I sigh as I walk out of the Giants’ dressing room. In the waiting area are most of the players’ girlfriends, I guess they’re pretty in a common, attainable way. It basically looks like as assembly of the most popular girls from every high school in Vancouver. Amber stands out by a mile. She isn’t wearing the unofficial girlfriend uniform: a Juicy Couture hoodie with pale blue True Religion jeans. She also isn’t clutching any sort of pink and red object. The other girlfriends all have some sort of stuffed animal or bouquet of flowers. I suddenly wish I did have something to give Amber, I know her favorite flowers are the pink ones with the pointy petals. Maybe I should’ve went to the florist and pick her up some of those, either that or roses, Amber likes roses too. But fat chance I’ll find any on the eve of Valentine’s day.

She’s sitting on the couch eating a chocolate chunk cookie from Costco from the platter they set up after every game for the media and talking to Penelope, who has a white teddy bear the size of a small child on her lap.

“Um, hi Amber” I say trying to hide how nervous I am.

“Hi Milan, you ready to go?” she asks looking up at me with a smile.

“Yeah,” I reply and I watch as Amber says goodbye to Penelope before pulling on her knee-length black wool trench coat.

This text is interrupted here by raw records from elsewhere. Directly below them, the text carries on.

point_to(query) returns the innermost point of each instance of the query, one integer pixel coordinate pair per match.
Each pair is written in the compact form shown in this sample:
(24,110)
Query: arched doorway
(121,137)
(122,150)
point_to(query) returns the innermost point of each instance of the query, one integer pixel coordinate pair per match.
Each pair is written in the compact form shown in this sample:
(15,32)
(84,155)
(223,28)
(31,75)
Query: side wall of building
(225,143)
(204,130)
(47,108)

We walk our familiar route that winds around Hastings Park before heading back to the parking lot. I could ask her any moment right now and tomorrow she could be my girlfriend. It’s a little overwhelming to say the least. Amber veers off the pathway and onto the playground where she jumps onto a frost covered swing and pumping her legs back and forth. I take the one next to her and it doesn’t take long before I’ve caught up to her.

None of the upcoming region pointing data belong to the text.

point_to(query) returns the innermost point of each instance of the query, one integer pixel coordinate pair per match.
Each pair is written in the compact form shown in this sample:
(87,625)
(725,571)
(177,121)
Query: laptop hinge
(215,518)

“Amber?” I ask, god she’s so … beautiful. The way the faint light from the moon makes her skin radiant and shows that angles of her face.

“Milan?” she asks looking over at me and flailing her legs around to stop the motion of the swing.

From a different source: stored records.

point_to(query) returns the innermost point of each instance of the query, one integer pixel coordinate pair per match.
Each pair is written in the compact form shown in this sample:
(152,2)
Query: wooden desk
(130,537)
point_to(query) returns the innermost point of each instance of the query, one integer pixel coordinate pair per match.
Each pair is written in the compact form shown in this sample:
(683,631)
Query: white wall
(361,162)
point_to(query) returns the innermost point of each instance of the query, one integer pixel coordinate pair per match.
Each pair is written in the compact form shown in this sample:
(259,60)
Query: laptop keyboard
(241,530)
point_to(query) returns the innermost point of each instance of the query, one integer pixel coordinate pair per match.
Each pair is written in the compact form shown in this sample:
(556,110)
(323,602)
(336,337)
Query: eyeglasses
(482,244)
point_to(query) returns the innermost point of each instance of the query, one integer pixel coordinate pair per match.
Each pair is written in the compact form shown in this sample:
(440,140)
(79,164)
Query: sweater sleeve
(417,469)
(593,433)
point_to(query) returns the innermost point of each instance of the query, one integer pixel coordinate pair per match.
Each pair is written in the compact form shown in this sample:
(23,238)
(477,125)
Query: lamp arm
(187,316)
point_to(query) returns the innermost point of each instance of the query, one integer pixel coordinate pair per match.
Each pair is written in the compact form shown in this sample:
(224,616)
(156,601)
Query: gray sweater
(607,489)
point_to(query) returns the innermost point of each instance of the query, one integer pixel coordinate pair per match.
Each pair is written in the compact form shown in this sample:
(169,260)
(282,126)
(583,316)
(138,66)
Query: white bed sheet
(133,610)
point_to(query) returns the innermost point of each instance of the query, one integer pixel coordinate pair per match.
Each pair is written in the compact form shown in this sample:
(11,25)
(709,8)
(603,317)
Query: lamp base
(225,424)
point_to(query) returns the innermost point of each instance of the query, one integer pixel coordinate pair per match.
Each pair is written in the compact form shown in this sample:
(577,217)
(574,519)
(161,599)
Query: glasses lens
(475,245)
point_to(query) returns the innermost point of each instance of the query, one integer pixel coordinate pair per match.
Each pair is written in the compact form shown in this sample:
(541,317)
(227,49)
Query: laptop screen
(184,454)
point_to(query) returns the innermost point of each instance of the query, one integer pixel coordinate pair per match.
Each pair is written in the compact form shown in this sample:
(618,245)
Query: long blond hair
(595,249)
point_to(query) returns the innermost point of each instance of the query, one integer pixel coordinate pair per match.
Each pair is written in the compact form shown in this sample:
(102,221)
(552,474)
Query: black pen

“Amber, I want you to be my girl…I mean do you want to be my girlfriend?” great now I sound arrogant, like any girl in the province would want to be my girlfriend so why don’t you?
Amber gives me a small smile “I was wondering how long it was going to be until you asked me that again but why do you want me to be your girlfriend?”

“How long do you have?” I joke and Amber gives me a chuckle. I close my eyes for a moment and remember all of the times with Amber when I’ve wondered why we aren’t officially. “I really like you Amber. You’re smart, you’re sweet, you’re genuine, you’re talented, and you’re over looked all too often. But I see all of these things in you and more. You make me want to better myself because I see how much effort you put in to what you love.”
Amber’s quiet after my ramble. It doesn’t take long for the silence to turn awkward and I wonder if I shouldn’t have put my heart out there like that. “Milan…that was so…real, so raw” she says and she leans in really close. So close and I’m embarrassed by how sweaty my palms are. She kisses me with the same raw emotion while wrapping her arms around my neck and pulling me closer.
______

Now that she’s here in person I could ramble on for hours about Amber. “Why do you like her?”. Seeing Amber wander around my house with a tape measure in one hand and jolting down measurements with the other. All I have to do is think of that moment on the swings and the kiss on the swings afterwards. The more things change the more they stay the same. And it’s true; she’s still willing to put the effort and passion into what she loves.